SAN JOSE, Calif. – Shares of Apple Computer Inc. (AAPL) surged Thursday after the company reported its best quarterly profit ever, with revenue up 75 percent as sales of its iPod (search) music player continue to be brisk.
Apple's shares rose $2.85, or 7.4 percent, to $41.09 on the Nasdaq Stock Market (search). The stock has traded in a 52-week range between $14.37 and $45.44.
For its fiscal third quarter ended June 25, Apple's net income rose to $320 million, or 37 cents per share, up from the $61 million and 8 cents per share the company reported in the year-ago quarter. The company reported the results after financial markets closed Wednesday.
Sales grew to $3.52 billion from $2.01 billion last year.
Analysts surveyed by Thomson Financial expected the company to report earnings of 31 cents per share on revenue of $3.34 billion.
But Apple executives surprised some analysts by predicting that the company would not meet their expectations in the next quarter. For more than a year, Cupertino-based Apple has offered guidance that surpassed analyst expectations.

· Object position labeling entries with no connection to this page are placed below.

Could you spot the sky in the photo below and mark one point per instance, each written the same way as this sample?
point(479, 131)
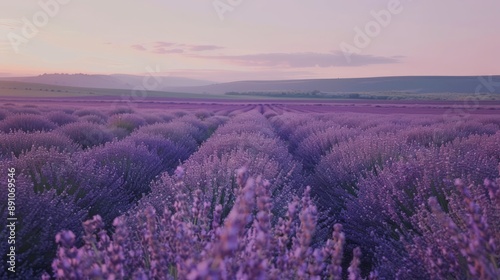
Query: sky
point(228, 40)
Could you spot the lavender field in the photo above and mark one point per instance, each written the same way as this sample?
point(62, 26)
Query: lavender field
point(251, 191)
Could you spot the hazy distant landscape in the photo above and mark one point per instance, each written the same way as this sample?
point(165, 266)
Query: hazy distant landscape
point(382, 88)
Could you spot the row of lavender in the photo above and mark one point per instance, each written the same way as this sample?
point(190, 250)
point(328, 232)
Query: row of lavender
point(72, 164)
point(389, 180)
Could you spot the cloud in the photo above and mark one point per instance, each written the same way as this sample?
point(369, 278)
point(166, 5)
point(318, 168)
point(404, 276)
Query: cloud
point(197, 48)
point(138, 47)
point(165, 51)
point(162, 47)
point(306, 59)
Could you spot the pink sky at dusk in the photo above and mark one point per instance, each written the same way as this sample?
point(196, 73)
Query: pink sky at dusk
point(256, 39)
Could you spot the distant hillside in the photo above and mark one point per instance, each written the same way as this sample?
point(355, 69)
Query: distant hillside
point(396, 85)
point(117, 81)
point(431, 84)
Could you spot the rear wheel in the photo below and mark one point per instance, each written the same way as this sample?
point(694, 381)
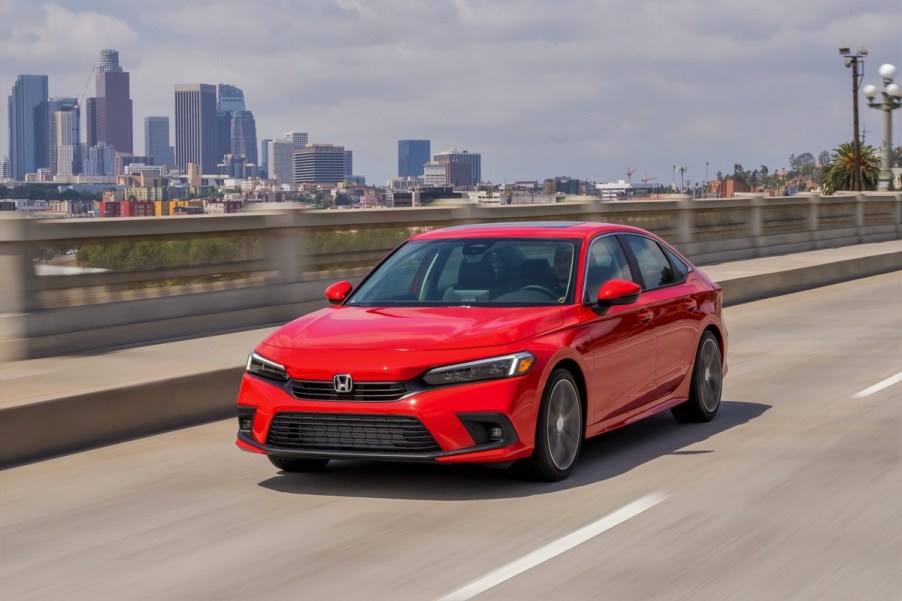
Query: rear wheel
point(707, 383)
point(559, 431)
point(291, 464)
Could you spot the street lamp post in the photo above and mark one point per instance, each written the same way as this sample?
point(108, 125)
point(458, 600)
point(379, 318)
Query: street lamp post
point(892, 99)
point(852, 60)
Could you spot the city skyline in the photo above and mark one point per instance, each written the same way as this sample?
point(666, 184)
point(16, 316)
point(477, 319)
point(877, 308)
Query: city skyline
point(540, 89)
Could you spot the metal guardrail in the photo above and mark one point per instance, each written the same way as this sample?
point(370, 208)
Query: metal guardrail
point(170, 277)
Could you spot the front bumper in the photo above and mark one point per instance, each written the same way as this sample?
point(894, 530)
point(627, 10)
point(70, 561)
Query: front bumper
point(457, 418)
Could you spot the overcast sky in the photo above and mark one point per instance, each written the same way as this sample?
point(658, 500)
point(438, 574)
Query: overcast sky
point(583, 88)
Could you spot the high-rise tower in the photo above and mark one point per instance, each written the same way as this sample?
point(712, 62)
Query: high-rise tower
point(195, 126)
point(156, 141)
point(412, 155)
point(109, 114)
point(65, 150)
point(29, 136)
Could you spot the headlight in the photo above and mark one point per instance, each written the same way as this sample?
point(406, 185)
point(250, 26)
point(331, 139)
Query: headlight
point(263, 367)
point(508, 366)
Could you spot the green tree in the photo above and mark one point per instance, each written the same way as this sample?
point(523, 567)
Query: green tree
point(837, 174)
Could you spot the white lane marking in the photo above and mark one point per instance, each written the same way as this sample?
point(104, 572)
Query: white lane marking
point(879, 386)
point(553, 549)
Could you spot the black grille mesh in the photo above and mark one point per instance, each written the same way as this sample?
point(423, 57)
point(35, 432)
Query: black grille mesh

"It's been a long time since they guided down," said Shaw Wu, an analyst with American Technology Research. "It's kind of bizarre considering the September quarter is usually a strong back-to-school quarter for Apple."

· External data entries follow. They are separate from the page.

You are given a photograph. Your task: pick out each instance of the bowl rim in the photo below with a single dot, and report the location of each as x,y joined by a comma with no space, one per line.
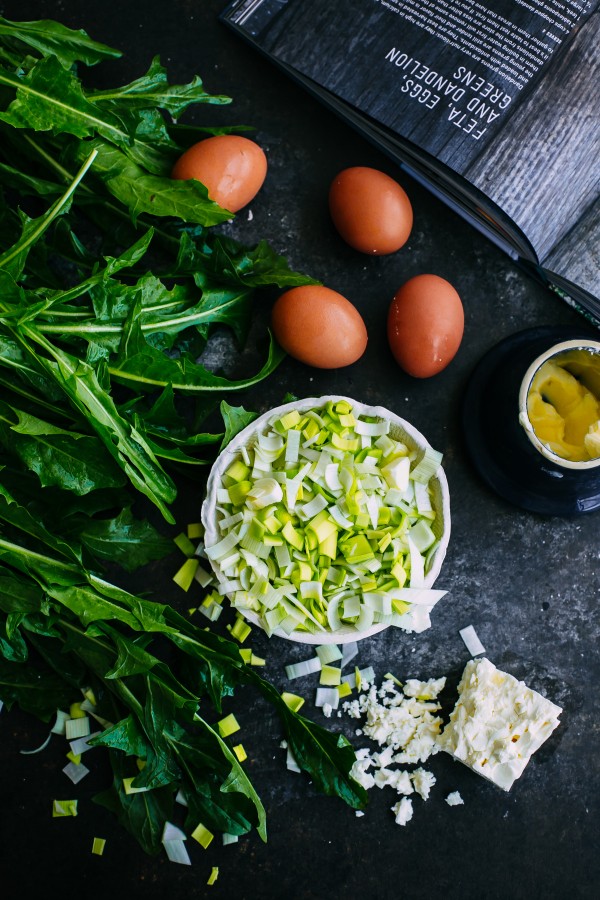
211,535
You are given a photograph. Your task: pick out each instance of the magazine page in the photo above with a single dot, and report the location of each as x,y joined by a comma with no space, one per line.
451,76
543,169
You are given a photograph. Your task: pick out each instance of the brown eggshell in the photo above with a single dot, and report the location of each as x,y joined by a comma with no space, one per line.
370,210
319,327
425,325
231,167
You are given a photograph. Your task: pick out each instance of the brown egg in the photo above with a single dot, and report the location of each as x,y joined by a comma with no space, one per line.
319,327
231,167
425,325
370,210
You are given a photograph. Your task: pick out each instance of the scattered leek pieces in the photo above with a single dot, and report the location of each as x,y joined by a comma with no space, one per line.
65,627
334,529
61,808
294,701
133,303
98,845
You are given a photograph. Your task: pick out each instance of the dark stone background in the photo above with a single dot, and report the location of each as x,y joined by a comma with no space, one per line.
529,584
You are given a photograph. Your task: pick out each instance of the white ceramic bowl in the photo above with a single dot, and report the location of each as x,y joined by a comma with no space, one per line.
399,430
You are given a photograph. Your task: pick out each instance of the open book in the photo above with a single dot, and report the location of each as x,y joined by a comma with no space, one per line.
492,104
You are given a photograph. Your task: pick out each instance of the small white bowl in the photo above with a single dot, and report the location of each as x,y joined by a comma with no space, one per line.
400,430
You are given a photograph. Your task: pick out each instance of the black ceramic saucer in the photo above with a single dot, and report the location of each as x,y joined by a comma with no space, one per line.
496,442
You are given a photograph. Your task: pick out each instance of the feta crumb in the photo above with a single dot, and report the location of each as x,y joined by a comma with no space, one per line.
424,690
403,811
359,773
471,640
497,723
422,781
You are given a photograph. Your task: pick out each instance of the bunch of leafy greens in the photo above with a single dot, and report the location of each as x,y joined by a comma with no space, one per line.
96,352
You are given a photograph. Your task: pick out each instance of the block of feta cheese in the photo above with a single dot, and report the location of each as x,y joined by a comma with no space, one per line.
497,723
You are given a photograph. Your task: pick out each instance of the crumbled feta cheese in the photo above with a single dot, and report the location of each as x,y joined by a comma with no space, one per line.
424,690
422,781
497,723
403,811
471,640
360,774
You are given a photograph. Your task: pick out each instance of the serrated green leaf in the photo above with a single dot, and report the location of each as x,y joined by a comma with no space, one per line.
48,37
154,90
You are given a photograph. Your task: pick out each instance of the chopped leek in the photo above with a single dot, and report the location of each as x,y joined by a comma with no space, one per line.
229,838
202,835
328,653
327,695
293,701
330,675
75,771
76,728
228,725
98,846
62,808
321,513
59,725
176,852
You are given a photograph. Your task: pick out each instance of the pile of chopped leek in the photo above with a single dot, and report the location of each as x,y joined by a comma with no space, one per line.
326,521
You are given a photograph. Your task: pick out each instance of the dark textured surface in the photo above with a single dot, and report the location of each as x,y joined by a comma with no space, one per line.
529,584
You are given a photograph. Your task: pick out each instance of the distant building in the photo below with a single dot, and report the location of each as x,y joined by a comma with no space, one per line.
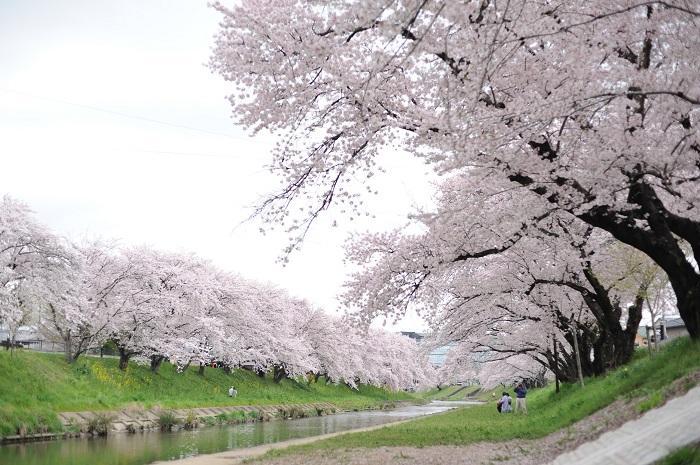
436,356
666,329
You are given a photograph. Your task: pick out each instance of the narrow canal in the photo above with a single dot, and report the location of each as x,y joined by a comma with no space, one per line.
152,446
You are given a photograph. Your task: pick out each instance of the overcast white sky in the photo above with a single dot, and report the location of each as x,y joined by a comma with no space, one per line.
112,125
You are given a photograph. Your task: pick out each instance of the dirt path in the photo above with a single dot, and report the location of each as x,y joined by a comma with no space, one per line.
514,452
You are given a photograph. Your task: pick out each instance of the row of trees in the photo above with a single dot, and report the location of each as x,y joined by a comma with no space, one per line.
161,306
567,136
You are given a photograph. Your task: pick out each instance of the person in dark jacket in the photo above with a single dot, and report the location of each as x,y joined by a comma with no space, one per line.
520,393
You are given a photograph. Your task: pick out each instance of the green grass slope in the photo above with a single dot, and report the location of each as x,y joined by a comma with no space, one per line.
645,383
33,386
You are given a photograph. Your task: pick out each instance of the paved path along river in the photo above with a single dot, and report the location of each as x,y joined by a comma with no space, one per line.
639,442
645,440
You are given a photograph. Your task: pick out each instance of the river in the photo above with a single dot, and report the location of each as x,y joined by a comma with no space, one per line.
151,446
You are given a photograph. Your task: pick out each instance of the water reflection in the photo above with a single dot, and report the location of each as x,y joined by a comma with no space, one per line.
148,447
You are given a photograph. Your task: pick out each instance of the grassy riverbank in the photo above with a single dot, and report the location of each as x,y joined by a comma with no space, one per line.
645,383
33,386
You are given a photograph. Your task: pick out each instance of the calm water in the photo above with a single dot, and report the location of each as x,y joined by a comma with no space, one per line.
145,448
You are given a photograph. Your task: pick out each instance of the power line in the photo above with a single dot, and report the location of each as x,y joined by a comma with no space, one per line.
130,116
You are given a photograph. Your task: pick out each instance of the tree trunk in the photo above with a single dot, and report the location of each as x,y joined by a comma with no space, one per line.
577,354
124,356
279,373
659,241
156,361
556,366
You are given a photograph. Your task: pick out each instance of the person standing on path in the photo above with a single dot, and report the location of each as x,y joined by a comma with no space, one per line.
520,393
505,403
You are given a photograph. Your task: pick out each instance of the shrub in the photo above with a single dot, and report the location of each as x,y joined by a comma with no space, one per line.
99,423
167,419
190,421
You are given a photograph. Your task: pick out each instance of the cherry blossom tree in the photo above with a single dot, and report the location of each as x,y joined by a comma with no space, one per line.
28,252
592,107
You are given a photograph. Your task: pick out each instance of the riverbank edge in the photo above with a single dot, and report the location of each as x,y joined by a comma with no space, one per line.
133,420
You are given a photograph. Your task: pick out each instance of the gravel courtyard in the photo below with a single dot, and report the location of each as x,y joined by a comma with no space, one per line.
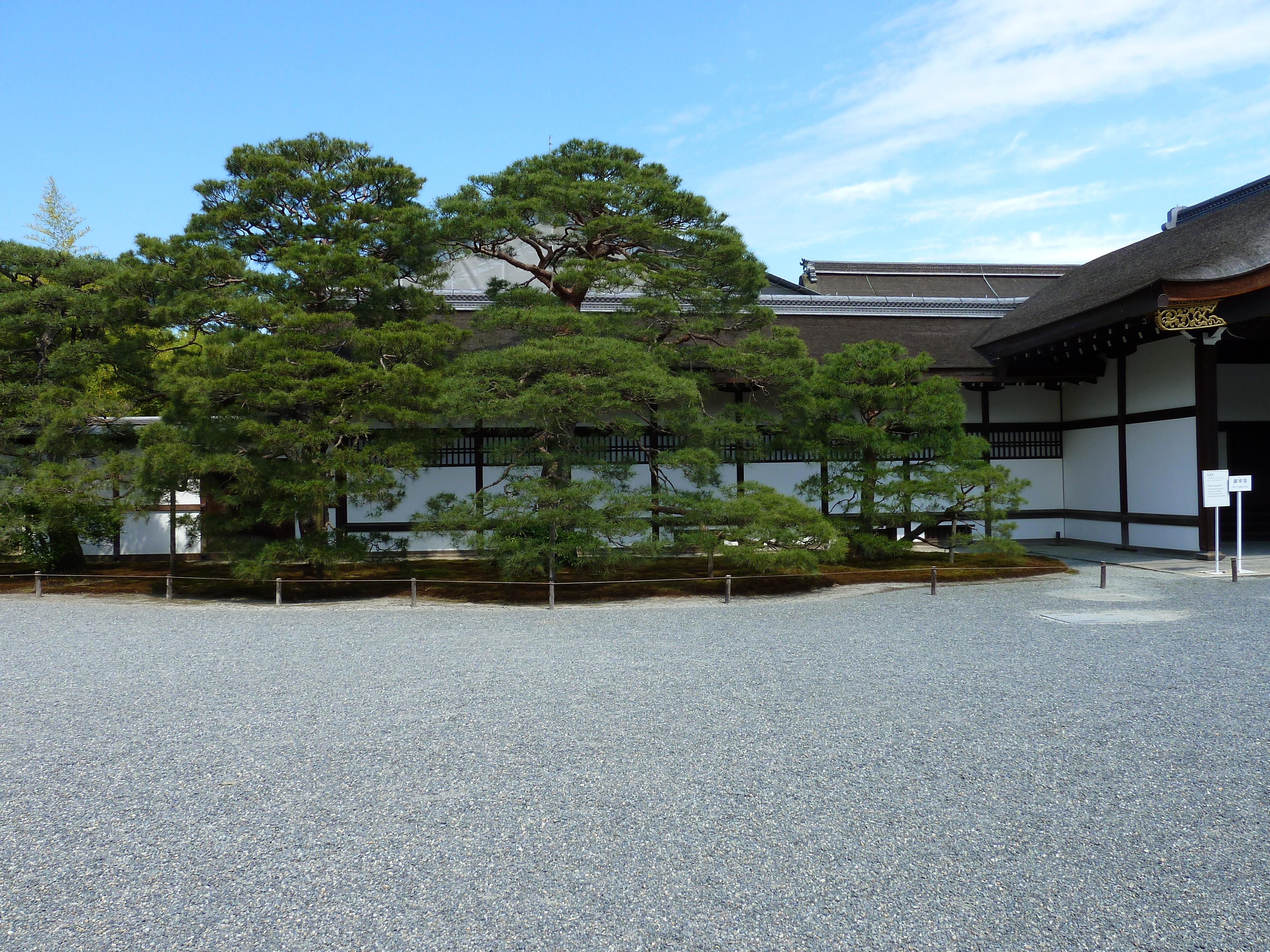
845,770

The company shipped 1.2 million Macintosh computers and 6.2 million iPods, the overwhelming leader among digital music players, during the quarter. The numbers represents a 35 percent increase in Mac sales and more than a six-fold jump for iPods from the third quarter in 2004.
For the fourth quarter, Apple predicted earnings of 32 cents per share on revenue of $3.52 billion. Analysts were looking for profit of 33 cents per share on sales of $3.6 billion.
Apple, which has now sold more than 20 million iPods, is seeing the music player create a "halo effect" around its other products, analysts said. The iPod craze is leading consumers to Macintosh computers.
But many wonder how long the iPod can fuel Apple's hot streak.
Analysts quizzed Apple executives about reports that the company was overstocked with some iPod models. Company executives declined to discuss particulars but denied that demand for iPods had cooled.
"On inventory levels for both Mac and iPod ended in targeted ranges," Apple's chief financial officer, Peter Oppenheimer, said on a call with reporters. "We are very comfortable with the inventory levels."
Executives told analysts not to read too much into the forecast, calling it "prudent" considering the uncertainty regarding the company's transition to microprocessor chips made by Intel Corp. (INTC).
Oppenheimer said Apple is still unsure how consumers will react to the news last month that the company is dropping chips from IBM Corp. (IBM) and Freescale Semiconductor Inc. in favor of Intel's.
The switch, which is planned for next year, spooked some Mac fans. Many said they would wait to upgrade computers until Intel-based Macs were rolled out, fearing Apple would stop writing software for Mac computers running on IBM chips. Apple has said it will provide software for IBM-based Macs well into the future.
The company said international sales accounted for 39 percent of the quarter's revenue.